Inversion happens when an U.S. firm combines with a company in a country with lower corporate taxes, saving millions each year in U.S. taxes
NEW YORK—Pfizer and Allergan are joining in the biggest buyout of the year, a US$160-billion stock deal that will create the world’s largest drugmaker.
It’s also the largest so-called inversion, where an American corporation combines with a company headquartered in a country with a lower corporate tax rate, saving potentially millions each year in U.S. taxes.
Pfizer, which makes the cholesterol fighter Lipitor, will keep its global operational headquarters in New York. But the drugmaker will combine with Botox-maker Allergan as a company that will be called Pfizer Plc. That company would have its legal domicile and principal executive offices in Ireland.
The combination will essentially be Pfizer “but with a lower tax rate,” wrote Bernstein analyst Dr. Tim Anderson. He said he expects a tax rate of about 18 per cent after the deal, which compares to Pfizer’s current rate of 25 per cent.
Several U.S. drugmakers have performed inversions through acquisitions in the past several years, in part to escape higher U.S. corporate tax rates. The list of companies includes Allergan, which still runs much of its operation out of New Jersey, and the generic drugmaker Mylan.
Last year, Pfizer unsuccessfully tried to buy British drugmaker AstraZeneca Plc in a roughly $118-billion deal that would have involved an inversion. Those talks eventually collapsed when the two sides couldn’t agree on a price.
U.S. efforts to limit inversions have so far proven ineffectual.

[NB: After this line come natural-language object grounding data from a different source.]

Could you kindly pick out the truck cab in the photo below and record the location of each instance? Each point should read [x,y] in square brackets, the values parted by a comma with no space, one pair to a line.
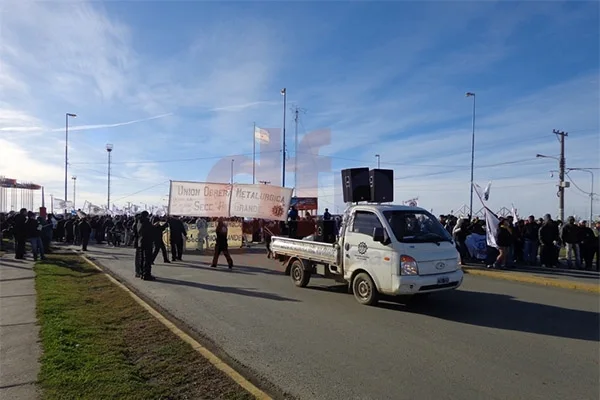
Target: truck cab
[381,250]
[397,250]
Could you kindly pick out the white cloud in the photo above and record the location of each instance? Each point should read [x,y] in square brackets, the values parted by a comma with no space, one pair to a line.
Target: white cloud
[410,109]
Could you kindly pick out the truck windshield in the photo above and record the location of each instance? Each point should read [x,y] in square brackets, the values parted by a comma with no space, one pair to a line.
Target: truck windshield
[416,227]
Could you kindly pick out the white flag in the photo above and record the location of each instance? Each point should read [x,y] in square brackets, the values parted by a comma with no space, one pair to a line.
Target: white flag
[262,135]
[491,228]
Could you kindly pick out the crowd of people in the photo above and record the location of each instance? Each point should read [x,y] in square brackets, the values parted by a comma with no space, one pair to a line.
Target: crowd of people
[143,232]
[528,242]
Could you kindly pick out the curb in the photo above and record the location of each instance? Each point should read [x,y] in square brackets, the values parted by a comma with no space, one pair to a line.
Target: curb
[523,278]
[204,352]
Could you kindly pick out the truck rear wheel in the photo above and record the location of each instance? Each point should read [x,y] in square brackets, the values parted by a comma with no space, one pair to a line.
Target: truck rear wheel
[300,276]
[364,289]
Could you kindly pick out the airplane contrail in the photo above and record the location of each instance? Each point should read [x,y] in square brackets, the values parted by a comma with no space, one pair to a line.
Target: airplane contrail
[102,126]
[39,129]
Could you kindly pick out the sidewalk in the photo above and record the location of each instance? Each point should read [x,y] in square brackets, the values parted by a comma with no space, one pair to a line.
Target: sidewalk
[19,331]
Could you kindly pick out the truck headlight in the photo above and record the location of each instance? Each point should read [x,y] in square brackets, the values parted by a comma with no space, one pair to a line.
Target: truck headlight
[408,266]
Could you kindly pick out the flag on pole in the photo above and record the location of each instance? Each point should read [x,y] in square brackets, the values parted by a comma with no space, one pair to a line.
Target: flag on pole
[262,135]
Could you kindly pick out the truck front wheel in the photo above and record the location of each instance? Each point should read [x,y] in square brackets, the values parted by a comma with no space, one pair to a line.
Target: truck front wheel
[300,276]
[364,289]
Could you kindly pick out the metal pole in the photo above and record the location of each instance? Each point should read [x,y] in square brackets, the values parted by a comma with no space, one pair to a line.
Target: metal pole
[472,159]
[253,154]
[74,191]
[108,197]
[592,200]
[296,154]
[66,156]
[284,93]
[561,171]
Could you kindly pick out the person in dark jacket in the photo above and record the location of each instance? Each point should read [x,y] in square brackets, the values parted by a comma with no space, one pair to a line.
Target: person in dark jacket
[34,235]
[159,244]
[138,250]
[530,241]
[20,233]
[177,233]
[145,237]
[587,244]
[570,237]
[504,241]
[85,230]
[549,238]
[221,245]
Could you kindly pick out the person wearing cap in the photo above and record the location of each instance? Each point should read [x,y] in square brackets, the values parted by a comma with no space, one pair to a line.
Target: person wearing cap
[145,236]
[20,233]
[570,237]
[587,243]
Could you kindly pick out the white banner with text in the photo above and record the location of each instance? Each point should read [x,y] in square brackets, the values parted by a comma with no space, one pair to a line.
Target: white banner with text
[200,199]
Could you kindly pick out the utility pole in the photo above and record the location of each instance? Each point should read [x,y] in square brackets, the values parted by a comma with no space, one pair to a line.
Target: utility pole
[109,148]
[284,94]
[296,110]
[561,171]
[74,191]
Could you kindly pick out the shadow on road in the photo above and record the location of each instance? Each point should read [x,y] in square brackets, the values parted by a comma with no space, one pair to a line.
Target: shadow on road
[505,312]
[226,289]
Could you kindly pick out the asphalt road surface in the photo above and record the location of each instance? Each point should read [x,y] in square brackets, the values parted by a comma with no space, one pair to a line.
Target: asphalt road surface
[491,339]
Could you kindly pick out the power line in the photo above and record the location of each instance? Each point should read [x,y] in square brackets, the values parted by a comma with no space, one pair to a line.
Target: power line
[175,160]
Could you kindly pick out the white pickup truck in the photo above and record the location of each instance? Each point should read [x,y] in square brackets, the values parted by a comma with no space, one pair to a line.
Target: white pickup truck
[381,250]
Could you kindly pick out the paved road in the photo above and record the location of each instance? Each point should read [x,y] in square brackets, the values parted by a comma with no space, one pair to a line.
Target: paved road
[491,339]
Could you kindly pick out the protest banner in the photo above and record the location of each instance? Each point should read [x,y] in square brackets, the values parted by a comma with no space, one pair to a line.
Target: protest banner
[260,201]
[209,237]
[199,199]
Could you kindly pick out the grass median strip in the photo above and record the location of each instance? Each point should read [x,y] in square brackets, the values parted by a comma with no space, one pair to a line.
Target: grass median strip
[98,343]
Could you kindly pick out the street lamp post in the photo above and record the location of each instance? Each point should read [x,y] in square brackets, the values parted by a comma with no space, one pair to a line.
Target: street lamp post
[67,115]
[471,94]
[284,94]
[109,148]
[561,184]
[589,171]
[74,191]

Last year, the U.S. Treasury Department initiated new regulations designed to curb the financial benefits of inversions. The rules bar certain techniques that companies use to lower their tax bills and tighten ownership requirements.

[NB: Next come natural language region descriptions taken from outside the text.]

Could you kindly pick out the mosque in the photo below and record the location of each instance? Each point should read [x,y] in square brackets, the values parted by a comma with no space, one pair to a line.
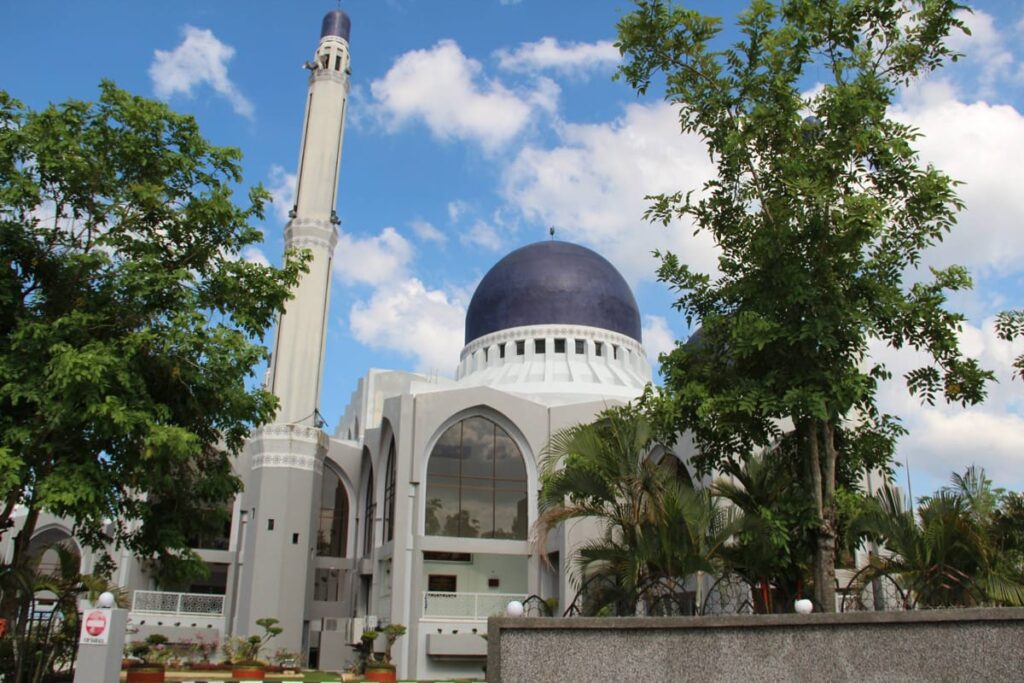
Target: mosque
[417,509]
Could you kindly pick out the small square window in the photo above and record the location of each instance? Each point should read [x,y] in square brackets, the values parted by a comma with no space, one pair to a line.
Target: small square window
[440,583]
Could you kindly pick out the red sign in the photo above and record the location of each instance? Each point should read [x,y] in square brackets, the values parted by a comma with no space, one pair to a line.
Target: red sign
[95,627]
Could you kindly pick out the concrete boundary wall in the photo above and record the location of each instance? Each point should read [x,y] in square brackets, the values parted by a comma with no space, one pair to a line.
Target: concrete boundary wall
[972,645]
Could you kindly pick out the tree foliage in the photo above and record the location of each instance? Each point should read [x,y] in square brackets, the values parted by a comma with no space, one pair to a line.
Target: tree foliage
[656,531]
[957,551]
[1010,326]
[820,209]
[131,322]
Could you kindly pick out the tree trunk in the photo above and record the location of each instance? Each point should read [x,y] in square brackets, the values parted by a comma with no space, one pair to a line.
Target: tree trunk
[824,561]
[822,482]
[9,605]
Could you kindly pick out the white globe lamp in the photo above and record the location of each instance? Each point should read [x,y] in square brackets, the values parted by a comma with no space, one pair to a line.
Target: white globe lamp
[803,606]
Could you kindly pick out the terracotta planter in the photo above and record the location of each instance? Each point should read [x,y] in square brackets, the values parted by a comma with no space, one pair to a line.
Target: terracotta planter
[380,672]
[148,674]
[248,672]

The issue has become political heading into the presidential election.
Billionaire investor Carl Icahn recently announced that he was setting up a $150-million super PAC bent on revising U.S. corporate tax law and ending the practice, ratcheting up political pressure even more.
Aside from a lower tax bill, the Allergan acquisition would give Pfizer brand-name medicines for eye conditions, infections and heart disease. They would join Pfizer’s extensive portfolio of vaccines and drugs for cancer, pain, erectile dysfunction and other conditions.

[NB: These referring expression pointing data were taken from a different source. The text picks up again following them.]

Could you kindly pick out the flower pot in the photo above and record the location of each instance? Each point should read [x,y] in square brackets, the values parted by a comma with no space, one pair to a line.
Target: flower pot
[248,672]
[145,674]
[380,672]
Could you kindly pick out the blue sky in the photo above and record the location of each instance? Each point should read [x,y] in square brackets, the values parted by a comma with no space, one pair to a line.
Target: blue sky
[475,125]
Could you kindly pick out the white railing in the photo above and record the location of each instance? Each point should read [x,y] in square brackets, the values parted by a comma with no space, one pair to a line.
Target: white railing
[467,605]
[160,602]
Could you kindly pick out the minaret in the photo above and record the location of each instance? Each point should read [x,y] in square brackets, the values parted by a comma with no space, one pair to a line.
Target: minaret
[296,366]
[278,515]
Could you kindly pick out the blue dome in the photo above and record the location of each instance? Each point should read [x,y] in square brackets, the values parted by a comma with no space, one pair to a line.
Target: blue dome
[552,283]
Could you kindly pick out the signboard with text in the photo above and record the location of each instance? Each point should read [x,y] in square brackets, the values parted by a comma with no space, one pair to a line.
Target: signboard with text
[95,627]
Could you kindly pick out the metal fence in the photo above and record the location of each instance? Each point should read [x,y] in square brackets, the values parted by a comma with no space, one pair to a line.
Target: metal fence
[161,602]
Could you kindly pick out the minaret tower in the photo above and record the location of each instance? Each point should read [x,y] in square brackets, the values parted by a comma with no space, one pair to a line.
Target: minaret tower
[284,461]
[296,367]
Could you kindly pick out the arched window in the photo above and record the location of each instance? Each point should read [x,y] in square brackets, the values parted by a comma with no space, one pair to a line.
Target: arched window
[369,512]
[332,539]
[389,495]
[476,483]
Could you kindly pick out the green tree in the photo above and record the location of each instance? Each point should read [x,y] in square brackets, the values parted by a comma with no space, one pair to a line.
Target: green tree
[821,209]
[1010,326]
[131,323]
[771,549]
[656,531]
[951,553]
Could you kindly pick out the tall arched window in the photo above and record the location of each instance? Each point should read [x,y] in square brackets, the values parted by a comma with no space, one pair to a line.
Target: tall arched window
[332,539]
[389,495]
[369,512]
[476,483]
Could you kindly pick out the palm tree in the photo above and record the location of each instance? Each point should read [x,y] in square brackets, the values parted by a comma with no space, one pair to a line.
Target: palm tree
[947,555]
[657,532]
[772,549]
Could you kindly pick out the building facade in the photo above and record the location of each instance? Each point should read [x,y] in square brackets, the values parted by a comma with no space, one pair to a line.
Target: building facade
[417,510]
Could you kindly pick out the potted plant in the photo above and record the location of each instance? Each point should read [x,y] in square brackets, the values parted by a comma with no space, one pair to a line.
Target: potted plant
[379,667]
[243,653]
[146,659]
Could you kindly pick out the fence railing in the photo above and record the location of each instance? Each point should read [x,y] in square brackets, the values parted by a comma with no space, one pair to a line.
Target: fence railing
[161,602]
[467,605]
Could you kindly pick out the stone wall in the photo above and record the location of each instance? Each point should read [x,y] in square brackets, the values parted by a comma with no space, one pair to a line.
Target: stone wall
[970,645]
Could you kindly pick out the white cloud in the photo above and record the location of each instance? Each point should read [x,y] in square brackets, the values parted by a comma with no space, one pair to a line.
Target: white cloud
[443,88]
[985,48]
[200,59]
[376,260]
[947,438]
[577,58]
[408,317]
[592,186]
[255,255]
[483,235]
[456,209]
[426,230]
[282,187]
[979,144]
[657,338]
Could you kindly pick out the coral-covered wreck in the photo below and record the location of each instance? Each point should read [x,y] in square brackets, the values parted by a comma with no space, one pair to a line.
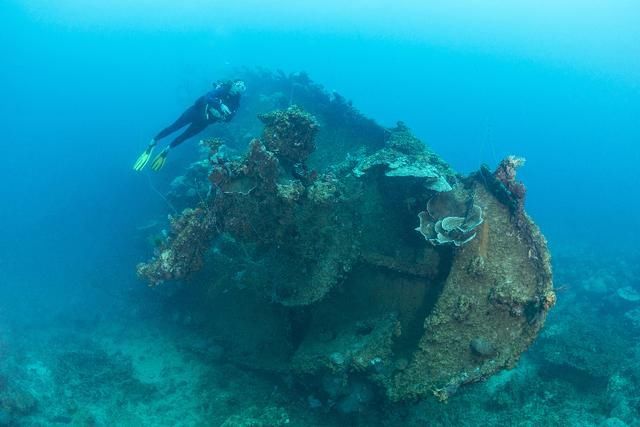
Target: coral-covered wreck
[350,257]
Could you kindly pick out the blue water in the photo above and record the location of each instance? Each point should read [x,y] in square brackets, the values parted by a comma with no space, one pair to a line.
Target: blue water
[84,87]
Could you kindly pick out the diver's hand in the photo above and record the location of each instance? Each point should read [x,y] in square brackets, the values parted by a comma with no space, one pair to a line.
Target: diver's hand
[225,110]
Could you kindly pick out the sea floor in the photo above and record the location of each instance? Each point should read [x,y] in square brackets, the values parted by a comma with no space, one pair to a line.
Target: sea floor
[151,366]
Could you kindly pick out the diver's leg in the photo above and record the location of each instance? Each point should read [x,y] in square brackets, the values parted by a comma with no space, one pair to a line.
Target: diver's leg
[185,118]
[193,129]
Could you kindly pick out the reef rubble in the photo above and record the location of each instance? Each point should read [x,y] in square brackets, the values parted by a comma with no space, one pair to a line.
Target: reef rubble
[353,259]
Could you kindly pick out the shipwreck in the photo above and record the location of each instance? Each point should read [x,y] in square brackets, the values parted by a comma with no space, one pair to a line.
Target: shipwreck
[350,257]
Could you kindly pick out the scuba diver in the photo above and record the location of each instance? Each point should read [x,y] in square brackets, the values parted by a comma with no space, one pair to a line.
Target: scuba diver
[217,105]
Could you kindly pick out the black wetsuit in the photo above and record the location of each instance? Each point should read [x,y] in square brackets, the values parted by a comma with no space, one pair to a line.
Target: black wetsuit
[198,117]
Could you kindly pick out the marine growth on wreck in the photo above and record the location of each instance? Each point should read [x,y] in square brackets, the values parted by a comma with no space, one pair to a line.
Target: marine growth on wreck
[349,257]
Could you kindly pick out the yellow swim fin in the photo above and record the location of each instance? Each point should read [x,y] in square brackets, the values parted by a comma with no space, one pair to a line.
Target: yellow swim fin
[160,160]
[144,158]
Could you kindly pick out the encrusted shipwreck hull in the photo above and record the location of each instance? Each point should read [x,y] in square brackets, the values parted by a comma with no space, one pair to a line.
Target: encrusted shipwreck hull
[353,257]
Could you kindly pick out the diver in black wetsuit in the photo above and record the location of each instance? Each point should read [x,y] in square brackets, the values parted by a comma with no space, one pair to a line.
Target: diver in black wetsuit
[217,105]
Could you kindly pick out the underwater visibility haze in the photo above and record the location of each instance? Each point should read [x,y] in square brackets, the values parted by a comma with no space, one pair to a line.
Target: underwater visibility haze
[394,214]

The deal would enable Pfizer, the world’s second-biggest drugmaker by revenue, to surpass Switzerland’s Novartis AG and regain the industry’s top spot.
Pfizer has done three sizable deals since 2000 to boost revenue, and the Allergan offer comes as generic competition to blockbuster drugs like Lipitor is expected to cut Pfizer’s sales by $28 billion from 2010 through next year.
Allergan shareholders will receive 11.3 shares of the combined company for each of their shares, while Pfizer stockholders will get one share of the combined company. The deal is valued at $363.63 per Allergan share.
The Allergan deal is expected to close in the second half of 2016. Pfizer stock owners will hold an approximately 56 per cent stake in the combined company, while Allergan shareholders will own the remaining 44 per cent.
Pfizer Inc. Chairman and CEO Ian Read will serve in the same roles with the combined company while Allergan Plc. leader Brent Saunders will become president and chief operating officer. All 11 of Pfizer’s directors will serve on the board of the combined business, along with four Allergan directors.